Ci sono stati ovviamente movimenti come quello del '77, che non è stato solo partito armato, ma è stato una serie di altre cose, riviste come Controinformazione, riviste di altro tipo, che hanno continuato ad esistere. Il livello dell'attacco è stato per forza più selettivo: per poter attaccare il partito armato, è stato necessario permettere di vivere ad una parte della sinistra che non si riconosceva nel Partito Comunista, proprio per poter esercitare una rottura. Da parte di questa sinistra è stato fatto uno sforzo, secondo me gigantesco, per poter continuare ad esistere e dire che non è tutto partito armato. E' questo che negli Stati Uniti non c'è stato, perché la reazione è stata terribile, ha proprio letteralmente spazzato via i movimenti sociali. Invece, in Italia, pur con tutte le contraddizioni interne, i limiti interni e i compromessi di classe della nostra sinistra, anche quando quella di governo o di suo appoggio ha fatto proprie le leggi dell'emergenza per reprimere il partito armato, anche in quel momento, nonostante tutto, la sinistra non armata ha conservato una voce, e questo è quello che ha fatto sì che le cose fossero diverse, così come il fatto che comunque esistesse nelle fabbriche uno statuto dei lavoratori, il fatto che comunque esistessero dei consigli di fabbrica, in cui potessero trovare sbocco anche e comunque componenti che non erano quelle che si riconoscevano strettamente nel sindacato.

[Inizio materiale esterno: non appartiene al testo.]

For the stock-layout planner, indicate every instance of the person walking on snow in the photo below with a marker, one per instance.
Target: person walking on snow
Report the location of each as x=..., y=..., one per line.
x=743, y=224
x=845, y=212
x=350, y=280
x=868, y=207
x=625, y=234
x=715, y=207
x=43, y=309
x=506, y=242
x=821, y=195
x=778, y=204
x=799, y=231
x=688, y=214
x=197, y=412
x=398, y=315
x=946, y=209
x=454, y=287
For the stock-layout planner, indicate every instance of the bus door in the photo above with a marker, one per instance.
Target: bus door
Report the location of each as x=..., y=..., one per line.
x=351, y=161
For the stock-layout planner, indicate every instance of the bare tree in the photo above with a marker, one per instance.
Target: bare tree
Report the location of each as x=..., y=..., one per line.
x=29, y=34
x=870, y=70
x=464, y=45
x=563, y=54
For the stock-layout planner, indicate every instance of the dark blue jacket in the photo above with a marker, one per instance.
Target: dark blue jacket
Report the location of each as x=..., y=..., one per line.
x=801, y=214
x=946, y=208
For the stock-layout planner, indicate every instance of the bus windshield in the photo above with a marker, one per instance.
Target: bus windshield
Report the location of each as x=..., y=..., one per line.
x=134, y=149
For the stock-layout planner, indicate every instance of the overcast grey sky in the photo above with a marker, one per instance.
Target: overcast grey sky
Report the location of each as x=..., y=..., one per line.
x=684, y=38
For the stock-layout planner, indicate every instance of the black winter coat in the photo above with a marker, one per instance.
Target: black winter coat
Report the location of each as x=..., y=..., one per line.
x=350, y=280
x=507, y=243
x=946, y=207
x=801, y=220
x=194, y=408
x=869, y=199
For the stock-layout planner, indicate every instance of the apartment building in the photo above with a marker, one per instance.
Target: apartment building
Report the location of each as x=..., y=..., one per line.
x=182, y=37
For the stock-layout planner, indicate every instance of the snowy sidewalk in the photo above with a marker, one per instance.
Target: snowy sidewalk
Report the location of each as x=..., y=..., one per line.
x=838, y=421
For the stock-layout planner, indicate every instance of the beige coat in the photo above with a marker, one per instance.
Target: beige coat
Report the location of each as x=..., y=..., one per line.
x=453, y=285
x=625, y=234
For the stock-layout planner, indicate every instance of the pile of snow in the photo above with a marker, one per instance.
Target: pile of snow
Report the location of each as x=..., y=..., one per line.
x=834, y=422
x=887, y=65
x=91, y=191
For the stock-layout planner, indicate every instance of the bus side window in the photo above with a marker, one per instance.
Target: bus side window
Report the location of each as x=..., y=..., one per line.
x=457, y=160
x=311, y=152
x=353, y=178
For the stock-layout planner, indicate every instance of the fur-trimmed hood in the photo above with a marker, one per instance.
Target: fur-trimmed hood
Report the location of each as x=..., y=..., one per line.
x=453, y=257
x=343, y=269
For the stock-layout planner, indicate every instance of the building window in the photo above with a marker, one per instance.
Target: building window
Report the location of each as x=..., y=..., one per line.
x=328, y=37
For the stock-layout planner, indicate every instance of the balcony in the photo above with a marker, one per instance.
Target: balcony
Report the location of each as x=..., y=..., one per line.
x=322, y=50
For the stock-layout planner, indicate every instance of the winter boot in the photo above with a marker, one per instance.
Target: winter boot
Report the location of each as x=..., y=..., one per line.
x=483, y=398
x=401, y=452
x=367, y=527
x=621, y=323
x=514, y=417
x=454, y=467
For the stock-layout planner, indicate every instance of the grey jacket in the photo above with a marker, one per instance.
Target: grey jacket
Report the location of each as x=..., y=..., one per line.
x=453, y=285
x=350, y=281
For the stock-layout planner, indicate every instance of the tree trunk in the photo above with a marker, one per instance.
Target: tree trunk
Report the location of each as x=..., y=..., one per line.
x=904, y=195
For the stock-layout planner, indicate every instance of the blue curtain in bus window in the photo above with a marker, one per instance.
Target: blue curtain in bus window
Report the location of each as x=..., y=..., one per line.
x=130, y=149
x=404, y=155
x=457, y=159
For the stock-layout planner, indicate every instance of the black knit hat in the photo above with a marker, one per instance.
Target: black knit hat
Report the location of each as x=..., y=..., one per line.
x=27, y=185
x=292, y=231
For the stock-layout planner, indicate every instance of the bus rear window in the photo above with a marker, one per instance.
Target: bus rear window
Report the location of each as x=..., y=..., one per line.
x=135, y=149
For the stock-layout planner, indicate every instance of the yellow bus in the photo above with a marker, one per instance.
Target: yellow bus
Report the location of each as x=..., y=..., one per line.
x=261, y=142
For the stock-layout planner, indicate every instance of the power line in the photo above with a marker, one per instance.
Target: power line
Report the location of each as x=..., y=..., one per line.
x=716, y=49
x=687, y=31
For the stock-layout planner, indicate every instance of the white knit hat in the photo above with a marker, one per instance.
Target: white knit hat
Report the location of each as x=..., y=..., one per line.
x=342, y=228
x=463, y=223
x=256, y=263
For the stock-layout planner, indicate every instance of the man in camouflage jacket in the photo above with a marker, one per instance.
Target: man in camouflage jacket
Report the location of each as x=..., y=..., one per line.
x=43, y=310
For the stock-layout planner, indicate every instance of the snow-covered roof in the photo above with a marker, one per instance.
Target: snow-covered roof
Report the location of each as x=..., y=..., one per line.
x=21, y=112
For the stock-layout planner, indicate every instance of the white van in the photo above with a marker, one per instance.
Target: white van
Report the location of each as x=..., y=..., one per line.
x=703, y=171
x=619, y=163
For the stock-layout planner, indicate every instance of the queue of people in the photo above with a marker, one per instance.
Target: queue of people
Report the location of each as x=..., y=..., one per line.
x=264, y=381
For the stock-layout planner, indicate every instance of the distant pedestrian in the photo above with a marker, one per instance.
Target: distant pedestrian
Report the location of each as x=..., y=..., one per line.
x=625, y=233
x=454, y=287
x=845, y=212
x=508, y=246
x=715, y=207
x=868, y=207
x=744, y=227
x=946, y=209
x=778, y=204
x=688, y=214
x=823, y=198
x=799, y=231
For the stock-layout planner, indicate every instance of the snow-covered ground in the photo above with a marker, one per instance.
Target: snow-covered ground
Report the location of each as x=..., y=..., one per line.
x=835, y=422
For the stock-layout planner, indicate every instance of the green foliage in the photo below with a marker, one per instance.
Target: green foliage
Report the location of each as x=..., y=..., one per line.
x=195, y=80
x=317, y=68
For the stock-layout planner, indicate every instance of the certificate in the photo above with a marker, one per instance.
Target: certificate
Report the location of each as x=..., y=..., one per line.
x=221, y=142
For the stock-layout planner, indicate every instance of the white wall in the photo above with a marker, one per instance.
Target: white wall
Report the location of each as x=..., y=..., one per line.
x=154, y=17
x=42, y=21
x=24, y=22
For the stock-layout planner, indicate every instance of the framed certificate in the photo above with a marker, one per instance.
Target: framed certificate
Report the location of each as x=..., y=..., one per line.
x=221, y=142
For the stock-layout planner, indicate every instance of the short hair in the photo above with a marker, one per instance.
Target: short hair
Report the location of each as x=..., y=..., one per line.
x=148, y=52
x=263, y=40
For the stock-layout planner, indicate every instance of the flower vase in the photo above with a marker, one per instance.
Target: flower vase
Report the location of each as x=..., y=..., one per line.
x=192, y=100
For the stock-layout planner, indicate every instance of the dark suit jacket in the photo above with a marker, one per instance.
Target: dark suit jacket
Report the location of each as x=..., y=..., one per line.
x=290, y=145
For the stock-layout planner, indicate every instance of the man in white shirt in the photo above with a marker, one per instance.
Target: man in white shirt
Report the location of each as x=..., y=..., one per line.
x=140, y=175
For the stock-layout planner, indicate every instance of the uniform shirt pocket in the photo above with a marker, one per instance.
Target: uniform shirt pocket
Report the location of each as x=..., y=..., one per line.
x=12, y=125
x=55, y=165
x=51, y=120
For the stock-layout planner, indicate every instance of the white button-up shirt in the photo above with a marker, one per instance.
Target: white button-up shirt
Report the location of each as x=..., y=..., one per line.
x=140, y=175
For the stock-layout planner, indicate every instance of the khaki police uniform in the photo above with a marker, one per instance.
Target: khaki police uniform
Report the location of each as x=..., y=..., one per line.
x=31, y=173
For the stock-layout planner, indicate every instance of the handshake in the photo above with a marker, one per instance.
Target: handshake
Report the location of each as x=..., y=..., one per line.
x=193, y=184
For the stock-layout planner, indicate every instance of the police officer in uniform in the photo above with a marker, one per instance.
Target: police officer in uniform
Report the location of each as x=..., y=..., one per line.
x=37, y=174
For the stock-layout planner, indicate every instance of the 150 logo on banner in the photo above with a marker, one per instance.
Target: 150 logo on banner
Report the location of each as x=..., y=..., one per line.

Continuiamo nell'analisi del percorso di Primo Maggio, soprattutto nel suo rapporto con i movimenti che si sono sviluppati negli anni '70, per poi declinare e frantumarsi sul finire del decennio.
Abbiamo cercato di muoverci lungo una serie di filoni: uno era quello della storia dei movimenti operai, un altro era quello dell'analisi della società e delle trasformazioni sociali in atto, dei processi produttivi. Alcune delle ricerche erano quelle del ciclo produttivo della Fiat, riproducendo proprio i percorsi, cercando di capire in che modo funzionava la fabbrica. L'ultima cosa andava nel senso di quello che dicevo prima, cioè di quello che stava succedendo sotto gli occhi, che non sapevamo ancora che cos'era nel suo complesso, però cercavamo di capirne dei filoni: il discorso sul denaro, il suo ruolo e l'importanza della crescente finanziarizzazione dell'economia. Questo è stato un discorso che io ho praticato molto poco all'interno della rivista, proprio per questioni di expertis, ma è stato importante, proprio perché abbiamo colto all'inizio uno dei fenomeni che poi sarebbero arrivati a caratterizzare questa fase dell'evoluzione capitalistica, cioè la finanziarizzazione dell'economia e il ruolo del denaro. Poi abbiamo cercato di capire in parte il movimento del '77, ma devo dire che non ci piaceva molto: abbiamo provato a capire quello che c'era dentro, Bologna pubblicò da Feltrinelli un libretto intitolato "La tribù delle talpe", che però riproduceva pezzi di Primo Maggio ed elementi del dibattito interno e intorno alla rivista, e che era proprio il tentativo di fare i conti un po' con questo movimento e tutto quello che implicava. Poi negli anni '80 abbiamo cercato di tenere d'occhio queste cose, però a quel punto facevamo anche molta fatica e i discorsi erano meno facili. C'è poi un altro filone, che è quello di storia e uso delle fonti orali in particolare, che poi abbiamo anche praticato con alcuni interventi secondo me di grande importanza, sia dal punto di vista della teoria e della ricerca con le fonti orali, sia dal punto di vista della messa in pratica: c'è, per esempio, quella ricostruzione della biografia di Primo Moroni fatta da Cesare Bermani che, secondo me, rimane un pezzo di grande importanza e bellezza.
Negli anni '80 facevamo fatica (è questo è un discorso che non vale solo per Primo Maggio, ma per un certo tipo di lavoro intellettuale) perché noi siamo nati dentro al movimento e ci siamo mossi dentro e intorno ad esso per tutti gli anni '70; negli anni '80 l'atomizzazione del movimento fa sì che esso, come interlocutore, non esista più. Allora, un intellettuale, o un gruppo di intellettuali, o un gruppo intellettuale e politico, che vuole fare della cultura politica, che si trova a muoversi in un contesto privo di movimento, si trova in una posizione estremamente difficile. A quel punto, non posso più dire che avessimo negli anni '80 un progetto forte: sì, avevamo un progetto riconoscibile, nel senso di un certo tipo di critica della società, ancora dell'adattamento dell'analisi a quello che succedeva nella società americana, il confronto tra quello che accadeva lì e quello che succedeva nella società italiana, la messa a punto di strumenti per l'analisi anche della società italiana; però, non avevamo più un interlocutore o un punto di riferimento.